Linear Discriminant Analysis


    1 Categorical Dependent Variable

    1 or more Continuous Independent Variable with normal distribution.












Linear discriminant analysis (LDA) classifies a sample object into one of two categories based on certain object properties. LDA tests whether object attributes measured in an experiment predict categorization of the objects.


HCI Example:

In ‘Empirically Validated Web Page Design Metrics’ [3], Ivory et al seek to identify characteristics of award-winning web pages. The researchers identify 11 easily measurable web page characteristics they believe contribute to web page usability. The metrics identified focus on text presentation, link availability, page size, graphic content and use of color. They apply the 11 metrics to web pages entered in the Webby Awards, a competition where design experts evaluate web sites for usability. The purpose of the experiment is to determine whether the web page’s first round Webby Award competition score correlates with the 11 design metrics.
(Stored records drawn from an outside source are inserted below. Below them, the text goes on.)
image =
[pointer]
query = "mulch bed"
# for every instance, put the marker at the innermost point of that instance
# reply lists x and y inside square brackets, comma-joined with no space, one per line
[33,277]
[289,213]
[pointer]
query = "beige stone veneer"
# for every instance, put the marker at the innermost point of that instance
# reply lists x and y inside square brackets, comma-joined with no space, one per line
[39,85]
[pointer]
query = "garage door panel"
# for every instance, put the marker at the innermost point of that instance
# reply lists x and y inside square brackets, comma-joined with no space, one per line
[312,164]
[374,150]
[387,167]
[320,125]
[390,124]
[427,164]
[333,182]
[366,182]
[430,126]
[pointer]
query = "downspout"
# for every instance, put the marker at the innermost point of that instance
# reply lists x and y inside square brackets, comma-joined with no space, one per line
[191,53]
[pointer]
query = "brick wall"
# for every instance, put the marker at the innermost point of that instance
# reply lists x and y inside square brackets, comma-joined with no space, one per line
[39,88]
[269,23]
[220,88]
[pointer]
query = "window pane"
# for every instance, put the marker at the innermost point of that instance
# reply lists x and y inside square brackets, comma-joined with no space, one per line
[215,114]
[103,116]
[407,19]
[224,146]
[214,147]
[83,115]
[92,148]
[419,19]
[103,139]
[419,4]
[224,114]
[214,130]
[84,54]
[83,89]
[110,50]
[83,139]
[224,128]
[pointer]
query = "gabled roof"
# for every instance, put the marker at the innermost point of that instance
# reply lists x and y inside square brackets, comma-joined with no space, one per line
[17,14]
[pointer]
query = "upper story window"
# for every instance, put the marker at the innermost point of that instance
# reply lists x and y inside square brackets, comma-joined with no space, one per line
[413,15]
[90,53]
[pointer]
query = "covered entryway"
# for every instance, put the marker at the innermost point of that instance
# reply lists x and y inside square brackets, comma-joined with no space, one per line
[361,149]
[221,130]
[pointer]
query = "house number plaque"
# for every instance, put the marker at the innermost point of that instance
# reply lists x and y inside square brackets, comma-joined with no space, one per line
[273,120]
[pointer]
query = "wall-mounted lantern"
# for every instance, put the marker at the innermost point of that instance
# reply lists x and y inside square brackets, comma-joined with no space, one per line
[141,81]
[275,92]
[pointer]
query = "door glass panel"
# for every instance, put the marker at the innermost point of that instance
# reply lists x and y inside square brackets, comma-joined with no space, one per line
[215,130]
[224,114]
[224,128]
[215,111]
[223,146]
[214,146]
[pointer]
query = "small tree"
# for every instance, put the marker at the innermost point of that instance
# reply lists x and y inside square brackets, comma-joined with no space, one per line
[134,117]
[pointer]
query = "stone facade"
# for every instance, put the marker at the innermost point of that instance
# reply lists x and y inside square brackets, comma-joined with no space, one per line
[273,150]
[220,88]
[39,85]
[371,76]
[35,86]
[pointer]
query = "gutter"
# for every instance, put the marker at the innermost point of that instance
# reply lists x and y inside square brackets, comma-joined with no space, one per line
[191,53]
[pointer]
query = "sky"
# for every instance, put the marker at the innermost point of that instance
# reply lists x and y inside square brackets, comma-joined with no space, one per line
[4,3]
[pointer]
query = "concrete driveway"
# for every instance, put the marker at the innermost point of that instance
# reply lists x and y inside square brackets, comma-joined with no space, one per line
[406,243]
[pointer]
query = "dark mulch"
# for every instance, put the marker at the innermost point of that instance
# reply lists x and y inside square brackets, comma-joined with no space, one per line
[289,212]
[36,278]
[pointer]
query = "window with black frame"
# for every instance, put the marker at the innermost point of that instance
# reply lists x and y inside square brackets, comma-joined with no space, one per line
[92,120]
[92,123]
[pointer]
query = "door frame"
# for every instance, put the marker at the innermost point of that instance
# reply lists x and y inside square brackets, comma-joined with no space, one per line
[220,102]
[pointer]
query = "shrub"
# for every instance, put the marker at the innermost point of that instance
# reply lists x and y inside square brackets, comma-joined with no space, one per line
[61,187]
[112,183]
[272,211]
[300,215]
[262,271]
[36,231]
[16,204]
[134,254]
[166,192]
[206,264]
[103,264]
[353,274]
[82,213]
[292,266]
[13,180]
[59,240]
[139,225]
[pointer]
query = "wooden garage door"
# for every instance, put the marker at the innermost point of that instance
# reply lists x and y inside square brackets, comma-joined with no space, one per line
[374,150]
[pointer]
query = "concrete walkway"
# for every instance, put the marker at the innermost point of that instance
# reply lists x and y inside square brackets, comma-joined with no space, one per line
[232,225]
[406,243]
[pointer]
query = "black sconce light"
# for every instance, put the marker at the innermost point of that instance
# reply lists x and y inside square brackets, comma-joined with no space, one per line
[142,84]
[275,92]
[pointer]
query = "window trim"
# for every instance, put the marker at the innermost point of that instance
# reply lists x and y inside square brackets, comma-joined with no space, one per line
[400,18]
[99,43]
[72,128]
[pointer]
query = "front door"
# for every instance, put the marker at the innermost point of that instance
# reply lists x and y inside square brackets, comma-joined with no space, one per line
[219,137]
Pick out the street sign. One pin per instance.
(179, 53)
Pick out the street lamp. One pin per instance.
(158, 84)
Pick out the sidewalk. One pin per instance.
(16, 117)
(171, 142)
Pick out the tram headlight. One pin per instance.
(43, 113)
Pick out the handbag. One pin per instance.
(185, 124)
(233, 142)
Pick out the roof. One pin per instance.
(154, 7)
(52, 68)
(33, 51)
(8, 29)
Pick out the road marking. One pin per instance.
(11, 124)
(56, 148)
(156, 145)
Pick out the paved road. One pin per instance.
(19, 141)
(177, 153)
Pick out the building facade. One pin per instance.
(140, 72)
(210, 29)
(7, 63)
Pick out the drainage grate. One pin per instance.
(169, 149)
The research team divided web pages from the Webby Awards into two categories based on the score the web pages earned in the first round of the Webby competition. Category 1 included web pages with scores in the top 33% of the competition, and category 2 included web pages with scores in the bottom 67% of the competition. Next, the research team, using an automated tool, measured how well each web page in the competition applied the 11 design metrics identified earlier. They predicted whether the web page was in the Webby Award ‘top 33%’ or ‘bottom 67%’ category based on its performance over the 11 metrics. Overall, their automated tool was 67% accurate in categorizing the web pages.


In this example, the research team demonstrates a valid use of linear discriminant analysis. First, the independent variables, the 11 design metrics, had continuous numeric values, which satisfy the independent variable type needed to apply LDA. Second, the dependent variable, Webby Award score, when made into a dichotomous categorical variable for the experiment, satisfied the LDA dependent variable requirement. LDA, not commonly used in HCI experiments, proved an innovative experimental design tactic and its use shows creativity on the part of the research team.


As alternatives, the research team could have used either quadratic discriminant analysis (QDA) or logistic regression. QDA takes the same input parameters and returns the same results as LDA. QDA uses quadratic equations, rather than linear equations, to produce results. LDA and QDA are interchangeable, and which to use is a matter of preference and/or availability of software to support the analysis. Logistic regression takes the same input parameters and returns the same results as LDA and QDA do. Logistic regression is preferable in unequal grouping conditions. For example, if the researchers expect only .01 of the cases will be categorized in group 1 and .99 will be categorized in group 2, logistic regression would be the better choice because it is more sensitive to unequal groupings than LDA and QDA are.[i]


[i] From personal communication with Michael Peascoe at the University of Minnesota Statistical Consulting Clinic.